She drinks and eats, and nothing more,
no purchases to peruse
nor interest in her fellow patrons,
unremarkable and inoffensive,
but strangely out of place
amongst the affluent shoppers
with their beige linen jackets and
ostentatious jewellery.
She is still there as we leave
finished but sitting,
£3.50,
the price of a seat in the warm and dry.
Stop all the clocks
This week’s poetry bus challenge offered several options and I sat musing about what is the first thing I experience when I wake up, or rather am woken up by my alarm, and it led me off at a bit of a tangent. The first line of Auden’s poem came into my head and became the title.
Stop all the clocks, shut off that incessant din
deliberately jarring to the dormant nerves,
like an infant’s urgent cry,
and dragging from the depths of sleep
reluctant slaves to time.
Curse the man who came up with the notion
that we should abandon natural rhythms
of waking when rested and sleeping when tired,
but instead be bound to mechanical devices
that count and dictate
our comings and goings
our ups and downs
our eatings and sleeping.
Curse that luminescent green
flashing from the corner in the dark
demanding your attention
smugly judging you for the dissipation of your life
as you try in vain
to cling to the vestiges of that haven
sleep.
your cigarette
Missed a few weeks on the bus, some interesting voyages, that I had ideas for but not the time to put into words (or pictures as it turned out).
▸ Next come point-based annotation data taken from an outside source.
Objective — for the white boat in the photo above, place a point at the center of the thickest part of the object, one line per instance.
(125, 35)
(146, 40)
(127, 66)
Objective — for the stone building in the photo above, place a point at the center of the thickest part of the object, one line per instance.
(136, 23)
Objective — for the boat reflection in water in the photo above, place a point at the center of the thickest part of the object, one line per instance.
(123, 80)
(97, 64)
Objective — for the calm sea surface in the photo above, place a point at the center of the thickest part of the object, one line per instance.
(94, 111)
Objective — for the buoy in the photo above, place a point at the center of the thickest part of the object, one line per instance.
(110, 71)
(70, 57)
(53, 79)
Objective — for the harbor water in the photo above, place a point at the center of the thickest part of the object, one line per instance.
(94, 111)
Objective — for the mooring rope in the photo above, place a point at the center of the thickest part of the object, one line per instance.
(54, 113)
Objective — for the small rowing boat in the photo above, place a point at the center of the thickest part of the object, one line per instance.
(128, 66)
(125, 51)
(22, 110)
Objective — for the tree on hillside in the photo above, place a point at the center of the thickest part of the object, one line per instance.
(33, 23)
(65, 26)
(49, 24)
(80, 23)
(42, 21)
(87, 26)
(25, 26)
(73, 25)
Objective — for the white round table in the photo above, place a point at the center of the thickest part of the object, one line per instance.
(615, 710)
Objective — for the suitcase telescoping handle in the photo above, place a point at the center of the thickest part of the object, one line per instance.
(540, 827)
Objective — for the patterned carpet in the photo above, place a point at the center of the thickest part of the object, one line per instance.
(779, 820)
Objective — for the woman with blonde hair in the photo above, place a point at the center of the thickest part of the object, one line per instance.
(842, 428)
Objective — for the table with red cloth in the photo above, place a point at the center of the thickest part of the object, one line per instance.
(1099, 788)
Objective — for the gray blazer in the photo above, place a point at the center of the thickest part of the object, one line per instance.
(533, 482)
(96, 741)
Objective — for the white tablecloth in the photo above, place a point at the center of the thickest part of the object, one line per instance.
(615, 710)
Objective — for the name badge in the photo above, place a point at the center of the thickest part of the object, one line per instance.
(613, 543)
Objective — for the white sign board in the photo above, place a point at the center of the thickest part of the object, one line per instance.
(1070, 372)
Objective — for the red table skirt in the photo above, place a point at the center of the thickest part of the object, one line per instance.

This week we journey with Delusions of Adequacy, with two possible prompts, to be funny or poignant, not sure I have managed either.
we stand
all of us
cups of tea in hand
chatting in the yard
waiting for the second van
telling bad jokes
sometimes they kick an old football
back and forth
like kids in the playground
it’s all just casual
but I position myself
next to you
your voice vibrates
in my head
the scent of you
sets my nerves on edge
and I catch a trace of your smoke
from your lungs into mine
it is
intoxicating
Signs
The Poetry Bus this week is feeding the pixies where the challenge is to folow, or alternatively not follow, or reinterpret, a sign, and see where it took you. The idea immediately brought to mind the Robert Frost poem The Road Not Taken (which apparently he come to dislike because it was so popular and always requested at readings), the idea that paths that you take have unforeseen and unpredictable consequences. This was my choice yesterday evening, we followed a familiar route and the signal dictated the consequences, sometimes even small consequences matter.
Signal Down
we take the footpath to the old stone bridge
crossing the railway by the sheep field.
looking along the straight empty track
you notice the signal is down
a train is on it’s way
so we wait to see it pass,
and while we wait
we kiss
like teenagers
up against the stone parapet
in the evening sunshine
and I find I had forgotten
amongst the mundane routines of life
this perfect pleasure
the warmth and taste of you
with a delicious thrill
of potential discovery.
this quiet path
overgrown
leading nowhere very much
takes us where we need to go.
Jesus Haiku
The Poetry Bus driven this week by Kat at Poetikat’s Invisible Keepsakes, visit for more thoughts on the destruction this week of a rather bizarre statue. Mine is an instinctive gut reaction.
Abomination
gone in a conflagration
God has taste after all
childhood daisy chains
This week’s challenge for the Poetry Bus was to write on the more general category of ‘flora/fauna’, which I suppose left it wide open for people to do what took their fancy, though nicely in keeping with the season. We have been cutting the grass this week so I was thinking of times when I was young and always feeling annoyed at my dad for cutting the grass and chopping down all the daisies. So here is my offering, and a homage to Gerard Manley Hopkins ‘Binsey Poplars’, of which I am very fond.
Daisy chain
Daisies, only yesterday scattered across
the lush expanse of un-mowed lawn
All chopped, chopped, are all chopped
their petals heaped amongst the verdant mulch
not spared, not one
for small girl to frolic in fancy and
festoon herself a fairy queen.
O if he but knew what he did
when he mowed and trimmed
cut down those fragile blossoms
the dreams of childhood
so transient, in wild abandon
she who bedecked with garlands
would dance among the saplings
now stands forlorn.
After-comers cannot guess the beauty
that might have been
the spinning blade wipes clean
makes neat, pristine
Daisy chain, a daisy chain
sweet delicate daisy chain
what is the what
We had a very interesting challenge for this week’s Poetry Bus (visit here for more passengers); to take a sentence (at random or specially chosen), remove half, create new endings and then play about with the ideas that came from it. I started trawling through quotations looking for something clever. Then I looked at famous opening lines of books, still nothing. So I picked up the book I had recently started reading, it is called ‘What is the What’ by Dave Eggers and took the opening sentence, as soon as I read it I felt it had interesting possibilities. The sentence I started with is “I have no reason not to answer the door so I answer the door”.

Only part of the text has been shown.